If your fish room in a cool basement is telling the system that it needs heat but your upstairs bathroom is telling you it needs cooling, the system will turn on only one unit. If the fish room thermostat activates first it would heat the fish room and shut the ducts off to the other zones. Or it may just heat everything up because most home HVAC systems do not have automatically controlled ducts. So it just sends heat to the other zones too.

It all depends on what thermostat is the highest upstream. That one controls the temperature for all the others down from it. Once that unit turns off, the next zone downstream turns on if necessary and may switch from heat to AC.

I think you will find it hard to maintain tank temperatures using zoning as your method of control. It's too unpredictable and unreliable. Especially as the differences become greater than 5 degrees.

Andy


----------



## Hock (Mar 23, 2012)

Narwhal72 said:


> Hock,
> 
> You are misunderstanding zoning. You may think that zoning allows you to set a thermostat for each zone but it's not really true. If you only have one furnace and one air conditioner they will both be connected on the same ducting as will all the zones. They do not run simultaneously. Only one can run at a time.
> 
> ...


If this is the case, i'll just use a small heater to help heat the room. Putting a separate heat pump in the fish room isnt feasible for me.


----------



## Narwhal72 (Sep 26, 2006)

That's what I did on fish room #4. An electric space heater tied to a Ranco Controller that had a probe inside one of the aquariums on the central system.
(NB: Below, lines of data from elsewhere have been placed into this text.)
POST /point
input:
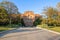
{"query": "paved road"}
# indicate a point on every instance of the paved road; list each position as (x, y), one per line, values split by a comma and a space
(29, 34)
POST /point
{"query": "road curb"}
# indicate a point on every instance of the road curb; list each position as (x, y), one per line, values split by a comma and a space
(49, 30)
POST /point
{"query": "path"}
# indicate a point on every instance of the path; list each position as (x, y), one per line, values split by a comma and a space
(29, 34)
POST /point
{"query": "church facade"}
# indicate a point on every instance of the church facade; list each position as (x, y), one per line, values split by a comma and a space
(29, 17)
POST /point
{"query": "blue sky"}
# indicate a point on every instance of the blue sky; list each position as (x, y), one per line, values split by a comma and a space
(34, 5)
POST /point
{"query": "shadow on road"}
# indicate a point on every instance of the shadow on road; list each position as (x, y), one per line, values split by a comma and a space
(18, 30)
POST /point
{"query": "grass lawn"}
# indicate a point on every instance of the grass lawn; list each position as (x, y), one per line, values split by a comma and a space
(3, 28)
(57, 29)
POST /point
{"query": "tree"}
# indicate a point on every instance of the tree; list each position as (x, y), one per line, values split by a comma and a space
(51, 15)
(10, 7)
(3, 15)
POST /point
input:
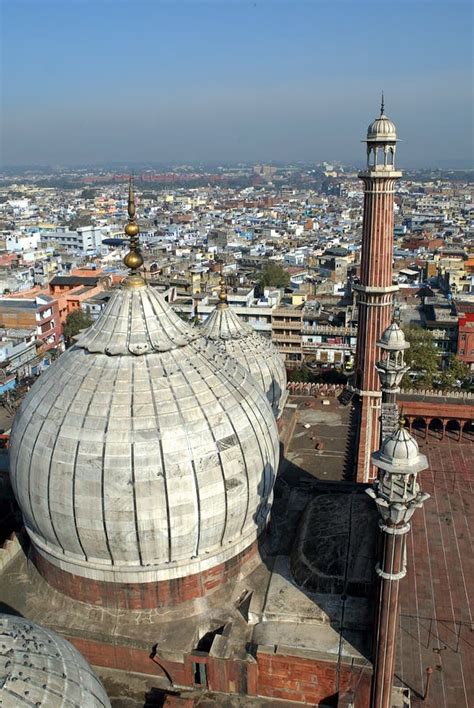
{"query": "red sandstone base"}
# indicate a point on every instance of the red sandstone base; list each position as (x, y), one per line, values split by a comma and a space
(141, 596)
(286, 676)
Difference was an extra $150 a month in electricity compared to Fish room #5 with the heat pump.

Just keep that in mind. My heat pump is wall mounted above the sink so it doesn't really take any room from tank space. The condenser is outside and it's small and quiet.

Andy


----------



## wryan (Dec 6, 2015)

Narwhal72 said:


> Having just completed my 5th fish room I feel I can offer you some advice.
> 
> Fish Room #4 was in my basement *and I had terrible humidity issues going up through the whole house*. Even though the room was highly insulated and wrapped in vapor barrier. I would highly recommend installing an air exchanger in the fish room to control humidity. I am using a Panasonic air exchanger in Fish Room #5 and it has worked very well through the first winter. I would also recommend a dedicated heat pump *to heat the room up instead of using individual tank heaters*. I went with a Mitsubishi heat pump and it also worked really well and even though I am running more tanks than #4 my electric bill was actually about 25% lower than before when I was using a Ranco controller on an electric space heater.


Andy,

I have a couple of questions about your humidity issues mentioned above, as I'm in the process of setting up a fish room in my basement:

I take it the humidity problem was primarily an issue during the winter ? (but not the summer ?)

Was the previous basement/fish room (#4) HVAC conditioned space and heated to the same temp as the rest of the house ?

Does/did your furnace have a whole house humidifier ?

How tightly were your tanks covered ?

Any open sumps/tanks/containers ?

How many tanks/total gallons are we talking about ?

Thanks in advance.


----------



## wryan (Dec 6, 2015)

Additional question:

What type of construction were the foundation walls ? (masonry block, poured concrete, ICF, etc.)


----------



## Narwhal72 (Sep 26, 2006)

Yes Humidity in the winter. Summer we leave windows open a lot so humidity wasn't an issue. We were close enough to Lake Michigan that it was really rare where it was so hot we needed AC.

The basement was heated to the same temp as the house, but the fish room was isolated from the rest of the basement HVAC to attempt to control humidity. No ventilation other than what leaked out through the door and gaps around tanks built into the wall. A wall mounted 90 cfm fan was connected to the outside from the fish room so theoretically it should be negative pressure inside the fish room and positive pressure outside preventing humidity from escaping.

Furnace had a whole house humidifier but it was never activated.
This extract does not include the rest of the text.